Is there any fast way to convert std::vector<std::vector<float>> to std::vector<float2>?

Question

I'd like to convert std::vector<std::vector<float>> into std::vector<float2>. The direct way is like this:

std::vector<std::vector<float>> pts;
std::vector<float> p1{1.,2.};
std::vector<float> p2{2.,3.};
pts.push_back(p1);
pts.push_back(p2);
std::vector<float2> lattice;
for (auto p : pts){
    p_ = make_float2(p[0],p[1]);
    lattice.push_back(p_);
}

Here float2 is cuda vector types, it is defined like this (not 100% sure):

struct __device_builtin__ __align__(8) float2
{
    float x, y ;
};

There is any other quick method?

Answer 1

There are a couple of things you can do. 1 is use a type that means you know that there will always be 2 elements, such as:

std::vector<std::array<float, 2>>

or

std::vector<std::pair<float, float>>

This will mean you don't need to check that your internal vector is the right size before creating each point for safe code.

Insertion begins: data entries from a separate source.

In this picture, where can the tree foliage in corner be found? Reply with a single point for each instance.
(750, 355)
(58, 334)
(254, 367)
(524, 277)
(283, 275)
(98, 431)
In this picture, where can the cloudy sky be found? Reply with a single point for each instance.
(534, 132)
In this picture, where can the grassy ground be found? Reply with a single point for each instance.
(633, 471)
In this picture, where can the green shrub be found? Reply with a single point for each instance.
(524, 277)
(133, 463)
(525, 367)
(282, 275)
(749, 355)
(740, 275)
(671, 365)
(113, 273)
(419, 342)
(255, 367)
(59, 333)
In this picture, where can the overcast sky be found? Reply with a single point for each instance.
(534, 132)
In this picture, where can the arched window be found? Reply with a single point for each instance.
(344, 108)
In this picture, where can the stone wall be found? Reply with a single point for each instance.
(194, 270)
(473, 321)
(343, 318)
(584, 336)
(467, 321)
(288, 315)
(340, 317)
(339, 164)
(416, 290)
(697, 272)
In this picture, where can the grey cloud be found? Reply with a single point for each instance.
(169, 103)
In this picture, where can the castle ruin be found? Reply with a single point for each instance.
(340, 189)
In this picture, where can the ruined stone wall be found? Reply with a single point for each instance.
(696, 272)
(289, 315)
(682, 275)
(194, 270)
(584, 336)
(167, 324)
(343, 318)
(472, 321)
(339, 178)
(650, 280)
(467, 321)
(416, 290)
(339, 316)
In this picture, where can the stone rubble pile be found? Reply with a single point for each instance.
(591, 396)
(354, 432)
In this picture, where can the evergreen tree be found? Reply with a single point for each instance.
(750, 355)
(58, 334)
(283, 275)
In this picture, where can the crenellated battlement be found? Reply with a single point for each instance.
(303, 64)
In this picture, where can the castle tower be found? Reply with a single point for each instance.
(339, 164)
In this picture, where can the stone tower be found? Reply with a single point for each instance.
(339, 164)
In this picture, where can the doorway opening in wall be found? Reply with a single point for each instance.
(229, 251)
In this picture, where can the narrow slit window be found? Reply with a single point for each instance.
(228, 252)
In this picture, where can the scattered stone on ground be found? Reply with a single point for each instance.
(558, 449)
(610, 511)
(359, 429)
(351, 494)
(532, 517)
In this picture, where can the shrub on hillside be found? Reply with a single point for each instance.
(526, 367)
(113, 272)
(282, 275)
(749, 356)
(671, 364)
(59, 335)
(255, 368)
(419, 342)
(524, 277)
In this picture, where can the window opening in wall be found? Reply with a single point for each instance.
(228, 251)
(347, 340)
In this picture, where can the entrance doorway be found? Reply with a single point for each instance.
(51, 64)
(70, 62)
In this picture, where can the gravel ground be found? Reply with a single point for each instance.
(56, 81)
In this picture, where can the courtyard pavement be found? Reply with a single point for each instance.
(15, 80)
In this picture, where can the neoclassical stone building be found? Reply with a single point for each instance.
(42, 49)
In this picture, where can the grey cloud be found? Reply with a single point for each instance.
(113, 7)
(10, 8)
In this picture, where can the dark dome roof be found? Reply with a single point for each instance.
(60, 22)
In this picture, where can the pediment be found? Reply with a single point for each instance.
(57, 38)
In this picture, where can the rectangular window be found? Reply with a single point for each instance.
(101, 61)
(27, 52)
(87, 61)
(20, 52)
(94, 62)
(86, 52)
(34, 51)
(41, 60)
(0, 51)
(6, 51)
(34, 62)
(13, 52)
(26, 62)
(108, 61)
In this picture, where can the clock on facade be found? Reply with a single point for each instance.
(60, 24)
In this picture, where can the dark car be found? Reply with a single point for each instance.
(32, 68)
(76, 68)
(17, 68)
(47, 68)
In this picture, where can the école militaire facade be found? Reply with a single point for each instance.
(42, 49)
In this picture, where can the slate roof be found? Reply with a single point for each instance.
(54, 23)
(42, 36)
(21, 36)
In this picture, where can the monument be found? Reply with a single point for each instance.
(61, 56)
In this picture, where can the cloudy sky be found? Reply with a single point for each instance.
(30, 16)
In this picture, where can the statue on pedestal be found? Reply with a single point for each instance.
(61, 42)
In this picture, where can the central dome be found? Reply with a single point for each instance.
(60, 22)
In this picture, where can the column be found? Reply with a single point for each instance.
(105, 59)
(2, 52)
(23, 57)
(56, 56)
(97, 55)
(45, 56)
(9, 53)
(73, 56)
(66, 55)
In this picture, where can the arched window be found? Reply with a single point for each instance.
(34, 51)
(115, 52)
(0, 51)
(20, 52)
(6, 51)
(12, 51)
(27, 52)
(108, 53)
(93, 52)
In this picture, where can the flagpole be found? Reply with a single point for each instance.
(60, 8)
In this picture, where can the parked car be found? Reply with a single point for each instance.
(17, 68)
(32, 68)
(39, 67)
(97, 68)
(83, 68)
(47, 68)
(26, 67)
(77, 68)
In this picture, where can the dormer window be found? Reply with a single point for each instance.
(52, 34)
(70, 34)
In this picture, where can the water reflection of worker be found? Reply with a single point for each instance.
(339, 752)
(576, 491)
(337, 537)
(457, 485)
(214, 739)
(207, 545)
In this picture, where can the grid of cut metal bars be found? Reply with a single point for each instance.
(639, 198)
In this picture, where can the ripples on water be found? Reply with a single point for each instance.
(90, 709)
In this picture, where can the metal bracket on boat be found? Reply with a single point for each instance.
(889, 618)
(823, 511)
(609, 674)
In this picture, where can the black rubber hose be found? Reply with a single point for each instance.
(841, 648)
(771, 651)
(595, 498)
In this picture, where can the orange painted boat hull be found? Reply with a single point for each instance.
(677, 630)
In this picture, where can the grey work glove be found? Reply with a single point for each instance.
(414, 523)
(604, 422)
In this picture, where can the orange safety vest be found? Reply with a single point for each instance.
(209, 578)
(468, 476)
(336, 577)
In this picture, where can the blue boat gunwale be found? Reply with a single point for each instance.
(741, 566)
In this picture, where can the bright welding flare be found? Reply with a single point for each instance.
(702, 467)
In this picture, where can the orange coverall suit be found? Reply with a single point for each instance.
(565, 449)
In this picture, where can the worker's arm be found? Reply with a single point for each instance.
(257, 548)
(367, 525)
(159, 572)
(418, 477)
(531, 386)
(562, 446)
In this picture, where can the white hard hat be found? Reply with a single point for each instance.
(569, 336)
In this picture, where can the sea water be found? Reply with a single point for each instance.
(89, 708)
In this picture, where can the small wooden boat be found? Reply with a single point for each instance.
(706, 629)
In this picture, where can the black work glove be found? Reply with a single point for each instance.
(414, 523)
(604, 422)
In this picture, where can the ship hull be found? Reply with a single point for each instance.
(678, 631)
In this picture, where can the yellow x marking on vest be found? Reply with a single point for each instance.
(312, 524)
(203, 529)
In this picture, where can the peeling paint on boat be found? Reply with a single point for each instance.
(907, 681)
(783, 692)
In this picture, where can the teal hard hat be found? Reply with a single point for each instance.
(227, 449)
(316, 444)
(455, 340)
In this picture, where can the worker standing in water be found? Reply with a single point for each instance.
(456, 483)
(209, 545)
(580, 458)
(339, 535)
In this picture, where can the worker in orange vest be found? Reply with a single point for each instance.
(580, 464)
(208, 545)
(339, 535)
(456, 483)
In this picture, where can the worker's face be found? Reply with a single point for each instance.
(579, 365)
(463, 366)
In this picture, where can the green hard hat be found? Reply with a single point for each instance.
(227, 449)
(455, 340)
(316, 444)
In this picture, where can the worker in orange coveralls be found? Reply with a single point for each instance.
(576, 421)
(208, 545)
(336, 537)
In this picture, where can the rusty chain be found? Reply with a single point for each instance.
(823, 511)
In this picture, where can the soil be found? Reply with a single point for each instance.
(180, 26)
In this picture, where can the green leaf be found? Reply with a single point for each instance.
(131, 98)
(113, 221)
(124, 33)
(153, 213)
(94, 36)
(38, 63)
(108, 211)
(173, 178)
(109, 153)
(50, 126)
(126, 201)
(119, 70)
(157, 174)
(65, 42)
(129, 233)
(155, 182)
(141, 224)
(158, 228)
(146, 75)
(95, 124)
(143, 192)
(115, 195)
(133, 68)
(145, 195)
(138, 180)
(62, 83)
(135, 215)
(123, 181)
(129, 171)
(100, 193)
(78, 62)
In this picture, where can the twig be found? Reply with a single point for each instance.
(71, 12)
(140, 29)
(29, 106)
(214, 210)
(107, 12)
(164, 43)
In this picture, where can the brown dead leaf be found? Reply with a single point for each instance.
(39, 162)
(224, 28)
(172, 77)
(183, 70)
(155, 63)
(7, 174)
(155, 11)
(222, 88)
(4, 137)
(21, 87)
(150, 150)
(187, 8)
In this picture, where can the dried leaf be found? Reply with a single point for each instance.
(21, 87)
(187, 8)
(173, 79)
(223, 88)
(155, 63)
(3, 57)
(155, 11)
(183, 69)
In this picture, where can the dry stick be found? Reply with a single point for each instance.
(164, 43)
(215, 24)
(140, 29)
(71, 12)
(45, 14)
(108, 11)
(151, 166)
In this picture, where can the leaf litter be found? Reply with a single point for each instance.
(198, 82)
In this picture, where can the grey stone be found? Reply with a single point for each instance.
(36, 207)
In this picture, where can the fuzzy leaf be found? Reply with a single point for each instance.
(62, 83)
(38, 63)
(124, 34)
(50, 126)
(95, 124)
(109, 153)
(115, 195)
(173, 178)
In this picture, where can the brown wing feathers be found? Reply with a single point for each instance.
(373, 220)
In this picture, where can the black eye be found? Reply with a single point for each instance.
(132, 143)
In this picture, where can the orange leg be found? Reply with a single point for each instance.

Secondly, reserve the right amount of space in your lattice vector before you begin emplacing back, this will mean that you will never have to resize and you won't waste time copying:

std::vector<float2> lattice;
lattice.reserve(pts.size());
for (auto p : pts){
    lattice.emplace_back(make_float2(p[0],p[1]));
}

Note, this requires that the float2 structure supports move (which it will based on the definition provided).

If you run a test on these two methods as done here. You will see that you can heavily reduce the time it will take. In the example that is linked, over 10000 points, the time is roughly 1/5th of the original time with my suggested changes.